It has been shown that different NO concentrations can either stimulate tumor growth or cause cell death; therefore, this radical is often called a two-edged sword. Nitric oxide concentrations lower or higher than those optimal for tumor growth can activate the transduction of signals causing tumor growth inhibition and cell death.

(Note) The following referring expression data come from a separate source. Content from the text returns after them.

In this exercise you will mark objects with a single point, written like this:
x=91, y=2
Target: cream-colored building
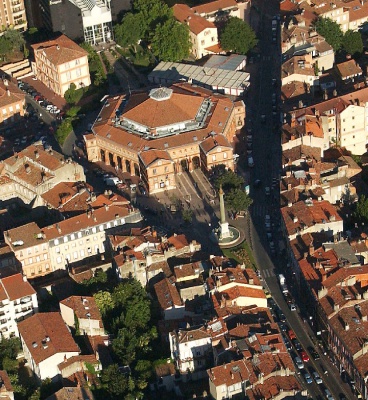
x=158, y=134
x=31, y=249
x=203, y=33
x=46, y=342
x=191, y=349
x=18, y=300
x=82, y=312
x=13, y=15
x=60, y=63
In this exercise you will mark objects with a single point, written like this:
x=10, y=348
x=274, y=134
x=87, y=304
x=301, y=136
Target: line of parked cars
x=41, y=100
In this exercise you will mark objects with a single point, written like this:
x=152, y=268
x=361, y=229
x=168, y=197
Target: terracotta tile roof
x=188, y=270
x=196, y=23
x=83, y=305
x=16, y=288
x=10, y=94
x=166, y=369
x=60, y=50
x=85, y=221
x=24, y=236
x=301, y=215
x=152, y=113
x=35, y=329
x=36, y=155
x=213, y=142
x=296, y=65
x=72, y=393
x=151, y=156
x=191, y=335
x=167, y=294
x=214, y=6
x=349, y=68
x=6, y=381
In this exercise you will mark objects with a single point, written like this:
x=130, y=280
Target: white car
x=317, y=378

High NO concentrations can also modulate the antitumor immune defense [1].
Previously, we found that mono- and binuclear forms of dinitrosyl iron complexes with various thiol-containing ligands generating NO, can inhibit some solid tumors in mice, these are: Lewis lung carcinoma, Acatol adenocarcinoma, and Ca-755 adenocarcinoma. Some dinitrosyl iron complexes are cytotoxic to human tumor cells (MCF-7) [4–11].
Professor Vanin analyzed his own experimental results and a great body of data from the literature and proposed a mechanism for the biological action of dinitrosyl iron complexes (DNICs). According to his model, the complexes act as donors of both neutral NO molecules and nitrosonium cations NO+. It was supposed that the antitumor and cytotoxic effect of DNICs with thiol-containing ligands is based on their ability to release both neutral NO and NO+ [2].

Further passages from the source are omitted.